Bryan Williams' death "was the very first thing I learned of when I walked in the door," Schriro says. "Obviously it's commanded a lot of my attention in the past week." A 4-inch-thick stack of model suicide policies and reports on the previous deaths sits on her desk. She spends her first weekend as commissioner reading through the documents, first scrutinizing investigative reports on the seven previous deaths, then comparing St. Louis' suicide prevention and response policy to national standards developed by the American Correctional Association, the American Jail Association and the National Commission on Correctional Health Care. The workhouse suicide policy was updated in July 2000 after the city consulted with the state and the National Institute of Corrections, but, in light of Williams' death, Schriro plans to take yet another look. "I want to double back," she says.

By Monday, Schriro has found room for improvement. Eight days after Williams killed himself, she orders that all inmates returning from court be screened to determine whether they're suicidal. The goal is to identify inmates who may become suicidal in reaction to adverse court proceedings. Previously, inmates were formally screened only at initial booking. "We're doing a re-intake each time they come back from court," Schriro says. In addition, jailers last week began updating suicide-watch lists at least every eight hours to ensure that supervisors have the latest information on inmates deemed suicide risks. More changes are likely, Schriro adds.

Schriro has plenty of experience running jails and prisons. She was the workhouse superintendent from 1989-93, leaving that job to become director of the state Department of Corrections. Gov. Bob Holden replaced her in May, five months after he took office. Since then, she's been a finalist to head state prison systems in Idaho and Texas. If she's disappointed she didn't get those jobs, she doesn't show it. "I tell you, there's no place like home," she says. "I really love this work." Her experience shows during a recent visit to the workhouse. Just four days into her new job, inmates and staff alike call out greetings as she walks the corridors. "Ms. Schriro, come on in and visit us," hollers one inmate from a dayroom enclosed in steel bars. The familiarity is a function of Schriro's years spent in corrections and the frequency of her visits to the workhouse during her first days on the job. "It's pretty unusual, a commissioner here three times in one week," she says.

JoAnn Williams, who has represented jailers since 1986, is skeptical that Schriro will make a difference. "She's left and returned, and the condition of the facility is the same," she says.

Ed Bushmeyer, who took over as the city's public-safety director after Francis Slay became mayor, says he talked to Schriro about the suicides before hiring her. "He's very concerned," Schriro says. "We're both really committed to protecting the [inmate] population, as well as the staff." Besides suicides, Schriro is worried about a certain security problem in the workhouse, which she says she won't identify, at least until the problem is solved.

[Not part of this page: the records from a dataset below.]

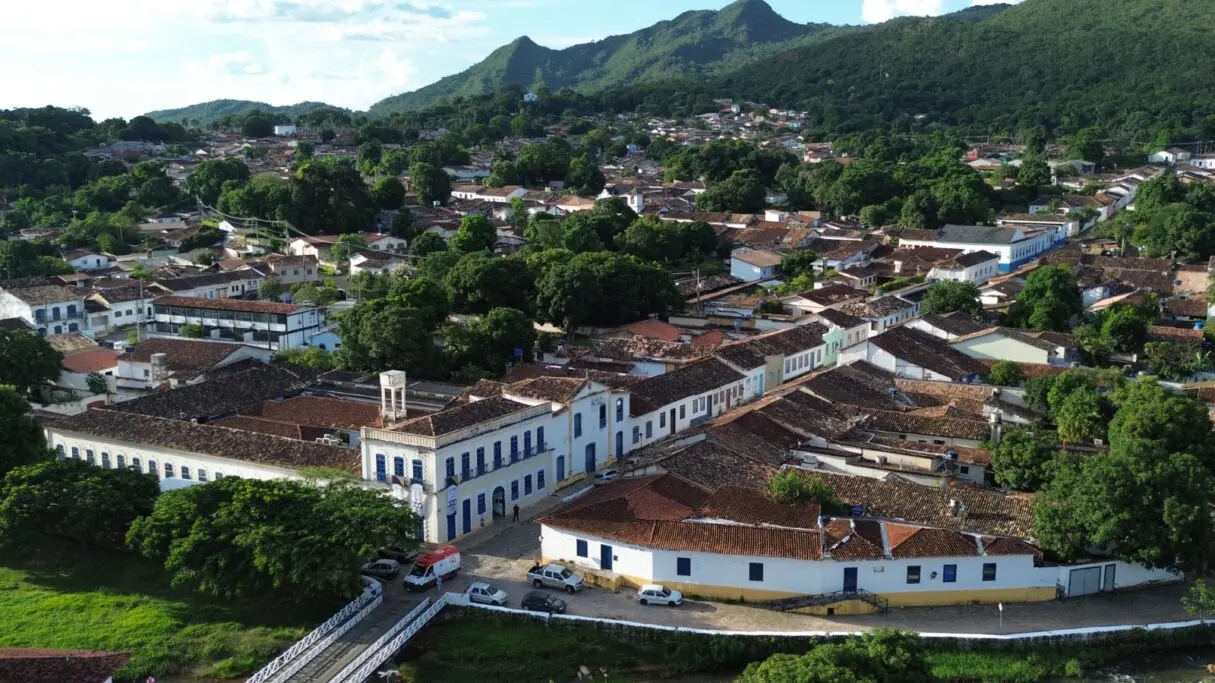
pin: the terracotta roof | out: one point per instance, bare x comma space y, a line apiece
320, 411
227, 305
453, 419
654, 329
95, 360
35, 665
208, 439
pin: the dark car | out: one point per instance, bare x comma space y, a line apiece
399, 554
540, 600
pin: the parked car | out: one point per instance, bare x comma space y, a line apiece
605, 477
538, 600
487, 594
656, 594
399, 554
554, 576
382, 568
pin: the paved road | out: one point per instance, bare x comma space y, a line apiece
506, 558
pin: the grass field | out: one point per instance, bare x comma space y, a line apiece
61, 596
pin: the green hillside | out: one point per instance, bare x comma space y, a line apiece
208, 112
1062, 63
699, 43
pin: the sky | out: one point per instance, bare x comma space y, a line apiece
126, 57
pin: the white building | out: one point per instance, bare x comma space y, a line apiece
261, 323
50, 309
508, 445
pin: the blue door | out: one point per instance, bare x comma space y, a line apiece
849, 580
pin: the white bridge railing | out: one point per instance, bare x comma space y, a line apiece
309, 647
389, 643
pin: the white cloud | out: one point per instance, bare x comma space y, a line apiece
876, 11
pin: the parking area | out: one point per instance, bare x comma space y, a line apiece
506, 558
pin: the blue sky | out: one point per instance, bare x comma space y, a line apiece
124, 57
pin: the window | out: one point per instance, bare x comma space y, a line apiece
950, 574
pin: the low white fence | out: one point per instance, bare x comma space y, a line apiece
306, 648
389, 643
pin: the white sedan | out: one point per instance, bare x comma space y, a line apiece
487, 594
655, 594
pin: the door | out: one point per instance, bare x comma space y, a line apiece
849, 580
1084, 581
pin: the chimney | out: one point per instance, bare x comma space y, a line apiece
393, 395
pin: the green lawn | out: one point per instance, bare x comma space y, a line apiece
66, 596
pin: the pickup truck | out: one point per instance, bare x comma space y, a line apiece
554, 576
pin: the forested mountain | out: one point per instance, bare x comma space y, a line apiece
699, 43
215, 109
1125, 65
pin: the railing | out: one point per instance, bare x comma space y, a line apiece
303, 652
389, 643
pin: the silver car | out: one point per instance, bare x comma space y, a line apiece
487, 594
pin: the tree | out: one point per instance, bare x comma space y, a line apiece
345, 247
951, 295
271, 288
1023, 458
430, 184
74, 500
388, 193
27, 360
241, 537
427, 243
96, 383
193, 331
1049, 300
1006, 373
24, 442
475, 233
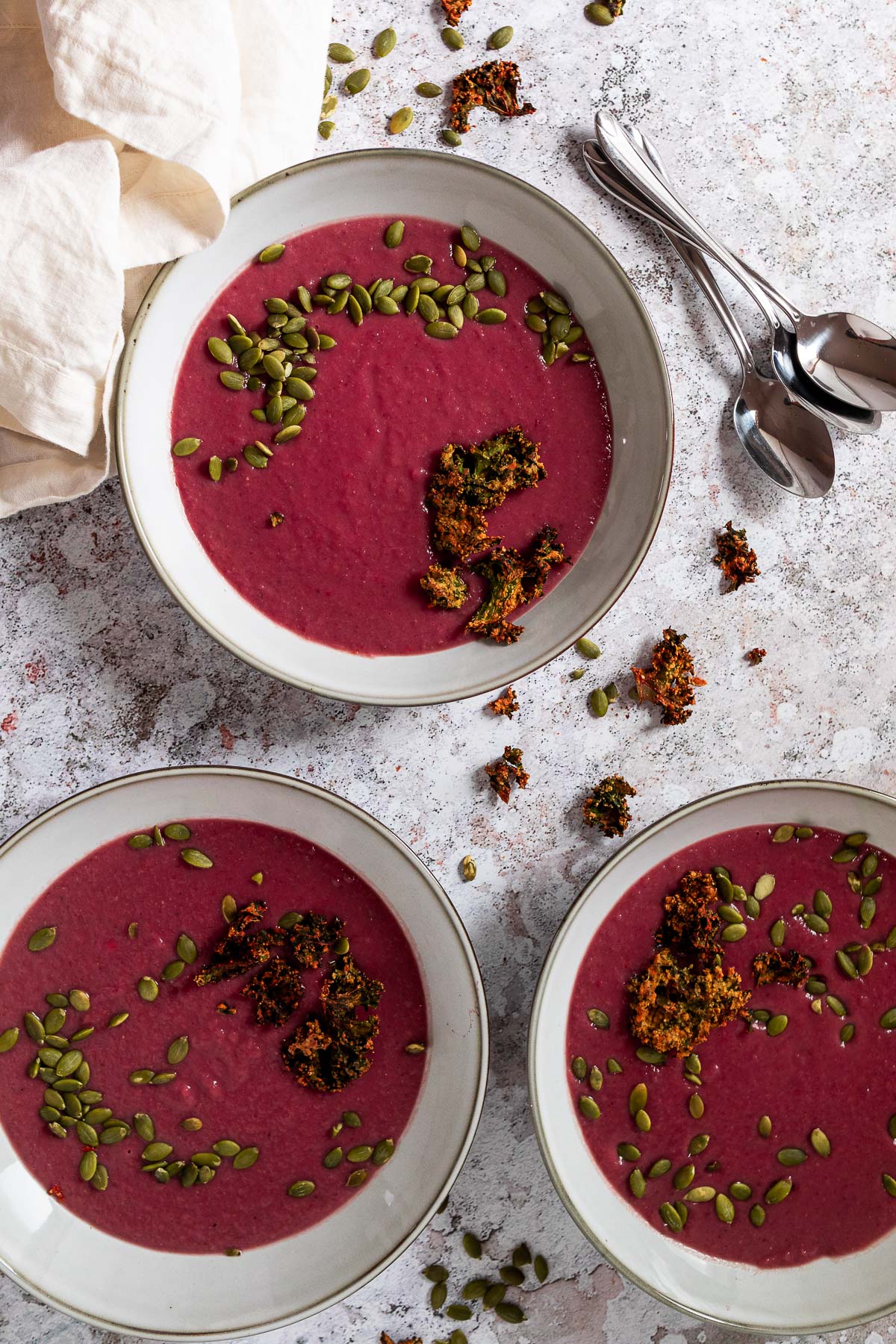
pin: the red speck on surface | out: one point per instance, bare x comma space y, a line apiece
37, 671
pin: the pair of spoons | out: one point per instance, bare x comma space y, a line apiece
837, 367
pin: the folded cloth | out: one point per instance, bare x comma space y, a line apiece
125, 127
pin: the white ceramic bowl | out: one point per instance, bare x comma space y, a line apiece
401, 181
120, 1287
827, 1295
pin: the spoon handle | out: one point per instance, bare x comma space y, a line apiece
699, 268
645, 178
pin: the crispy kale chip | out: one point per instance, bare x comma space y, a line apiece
445, 588
505, 772
276, 992
311, 937
781, 968
514, 581
505, 705
735, 558
242, 948
454, 8
494, 87
675, 1007
691, 920
608, 806
331, 1048
467, 483
669, 680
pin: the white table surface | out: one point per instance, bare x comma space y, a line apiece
780, 120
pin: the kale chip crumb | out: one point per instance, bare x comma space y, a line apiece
669, 680
505, 772
608, 806
735, 558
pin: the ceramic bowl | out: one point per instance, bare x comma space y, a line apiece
401, 181
818, 1297
120, 1287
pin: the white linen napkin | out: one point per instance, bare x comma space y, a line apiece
125, 127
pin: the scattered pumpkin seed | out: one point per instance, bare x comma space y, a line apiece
42, 940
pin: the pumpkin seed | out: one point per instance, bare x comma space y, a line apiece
724, 1209
178, 1050
385, 42
184, 448
358, 81
42, 940
383, 1151
778, 1191
401, 120
765, 886
300, 1189
734, 933
441, 329
588, 1108
791, 1156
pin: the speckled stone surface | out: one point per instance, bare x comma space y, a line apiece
781, 122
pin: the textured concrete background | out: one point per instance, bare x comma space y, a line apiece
781, 122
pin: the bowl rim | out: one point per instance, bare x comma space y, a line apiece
741, 791
257, 660
479, 1100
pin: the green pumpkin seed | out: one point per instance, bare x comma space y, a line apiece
42, 940
358, 81
791, 1156
401, 120
441, 329
184, 448
220, 349
684, 1176
778, 1191
245, 1157
734, 933
765, 886
724, 1209
500, 38
301, 1189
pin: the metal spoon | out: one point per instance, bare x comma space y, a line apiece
790, 444
802, 390
786, 324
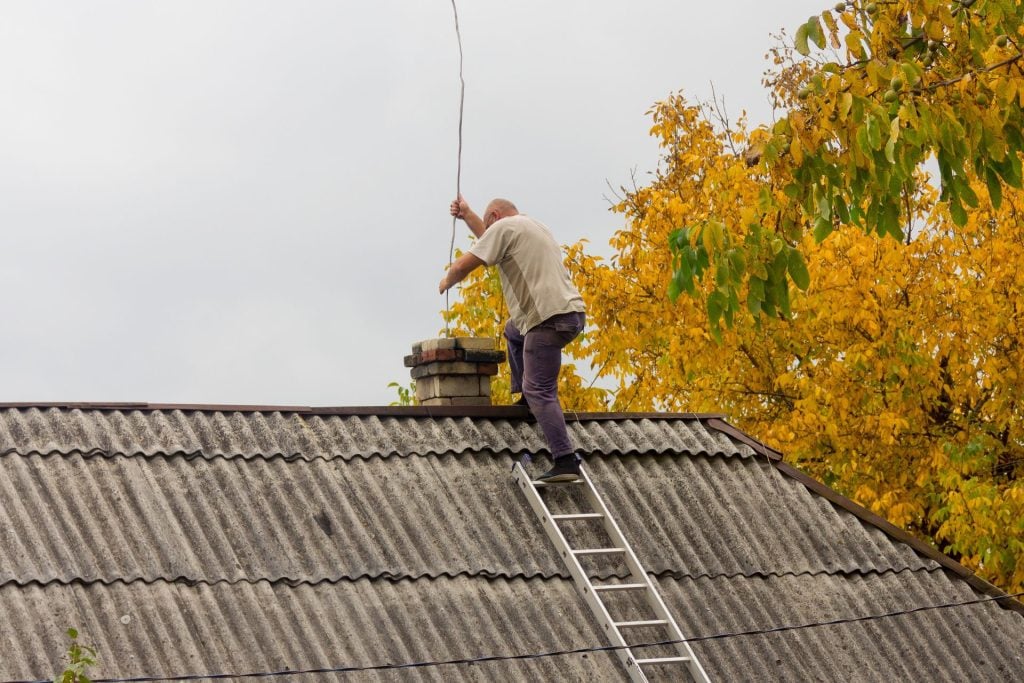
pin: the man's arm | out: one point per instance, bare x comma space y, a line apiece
463, 265
460, 209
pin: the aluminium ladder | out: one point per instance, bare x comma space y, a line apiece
637, 581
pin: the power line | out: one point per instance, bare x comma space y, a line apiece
458, 175
541, 655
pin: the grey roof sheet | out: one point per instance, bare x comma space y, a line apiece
175, 629
105, 519
979, 642
244, 541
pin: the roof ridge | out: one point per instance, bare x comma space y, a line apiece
498, 412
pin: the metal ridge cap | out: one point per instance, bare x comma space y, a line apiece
510, 412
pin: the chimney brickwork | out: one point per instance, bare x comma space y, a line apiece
454, 371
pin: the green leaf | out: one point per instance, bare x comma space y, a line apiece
815, 33
957, 212
675, 288
841, 210
801, 40
994, 187
890, 220
822, 228
753, 304
798, 269
716, 304
873, 133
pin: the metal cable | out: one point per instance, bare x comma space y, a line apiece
541, 655
458, 175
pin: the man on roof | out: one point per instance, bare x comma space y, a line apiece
546, 312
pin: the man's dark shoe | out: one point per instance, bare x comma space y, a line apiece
566, 469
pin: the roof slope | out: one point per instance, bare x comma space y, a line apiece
199, 541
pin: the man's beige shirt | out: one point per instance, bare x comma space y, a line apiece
535, 281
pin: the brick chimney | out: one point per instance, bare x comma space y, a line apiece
455, 371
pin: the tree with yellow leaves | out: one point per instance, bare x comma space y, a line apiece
892, 371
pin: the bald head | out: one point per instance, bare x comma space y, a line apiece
497, 210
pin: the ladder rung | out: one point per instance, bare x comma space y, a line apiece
641, 663
541, 484
632, 625
598, 551
622, 587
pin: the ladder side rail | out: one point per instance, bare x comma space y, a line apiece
652, 594
580, 577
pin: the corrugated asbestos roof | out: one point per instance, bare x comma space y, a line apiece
185, 541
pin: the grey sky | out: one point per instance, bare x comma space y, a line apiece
213, 201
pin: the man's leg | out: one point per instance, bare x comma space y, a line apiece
542, 360
515, 343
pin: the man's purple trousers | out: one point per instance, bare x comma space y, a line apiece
535, 359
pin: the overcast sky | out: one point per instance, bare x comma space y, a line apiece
246, 201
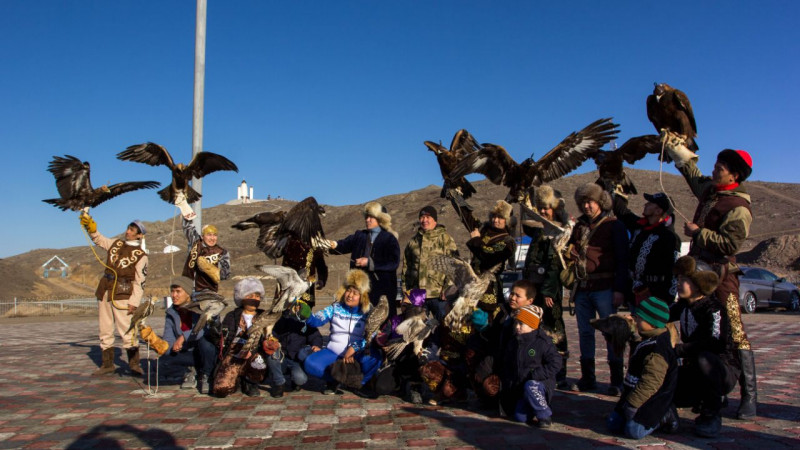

Reducing the inmate population is also on her agenda. "The challenge is to earn public trust and maintain it over the long haul," she says.

But Schriro and other city officials will have to work hard to win the Lloyd's trust.

"I'm not money-hungry or whatever, but I think people don't change unless you start making them pay financially," Loretta Lloyd says. "I'm going to pursue it. For my child and other people's children, you can't treat them like that, even though they've done things to be incarcerated."